The Portable, Off-Grid 3D Gigalab Can Turn Trash Into Treasure

When the pandemic hit, the supply chain broke. Not only was it hard to ship regular goods, but the global shipping network was also unable to equip workers with enough personal protective equipment to reduce the logjam. Around that time, 3D printing company Re:3D starting planning, not just how to provide face shields and other PPE, but how to skip some of those shipping problems altogether.

The Gigalab is the culmination of that project. With the Gigalab, Re:3D aims to provide everything needed to turn recyclable material, like water bottles or plastic cups, into useful goods. The setup includes three main components. A granulator shreds used plastic. Next, a drier removes excess moisture. Finally, the Gigabot X 3D printer … er, well, it prints objects. You also need some table space to do work, like cutting up plastic bottles.

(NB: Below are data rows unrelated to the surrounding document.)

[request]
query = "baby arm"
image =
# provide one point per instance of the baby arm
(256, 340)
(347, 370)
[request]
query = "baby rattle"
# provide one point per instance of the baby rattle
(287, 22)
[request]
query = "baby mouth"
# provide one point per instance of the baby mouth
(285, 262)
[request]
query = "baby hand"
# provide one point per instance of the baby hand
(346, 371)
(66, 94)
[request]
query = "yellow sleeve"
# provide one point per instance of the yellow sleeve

All of this fits inside a single shipping container that can be sent anywhere in the world. Put more simply: It's a portable lab where trash goes in and treasure comes out.

Pellet Play

The key to making the lab work is a massive innovation in a small part of the 3D printing process: the extruder. Most 3D printers create objects using an extrusion system—that is, by heating plastic and then pressing it through a nozzle onto a print bed. If you've ever seen a consumer-grade 3D printer, you've probably seen this plastic come in the form of a filament, but some printers use pellets instead. These little processed spheres or cylinders can flow smoothly into the extrusion system, but they are easier to pack and can be continuously fed into some 3D printers. 

Turning recyclable materials, like used plastic bottles, into pellets usually means shipping the material to a processing center. There, they get melted down, molded into pellets, and shipped to where they're needed (which can sometimes lead to pellets getting lost in transit and polluting the environment). 

The Gigabot X, however, can skip the pelleting process altogether. Unlike most 3D printers, it can take shredded plastics—which are irregularly shaped and don't flow as well as pellets—without getting jammed up and causing prints to fail. This means used plastics can be shredded directly in the Gigalab's granulator. After a brief stop in the drier to remove excess moisture, they can be poured directly into the Gigabot X's feeder.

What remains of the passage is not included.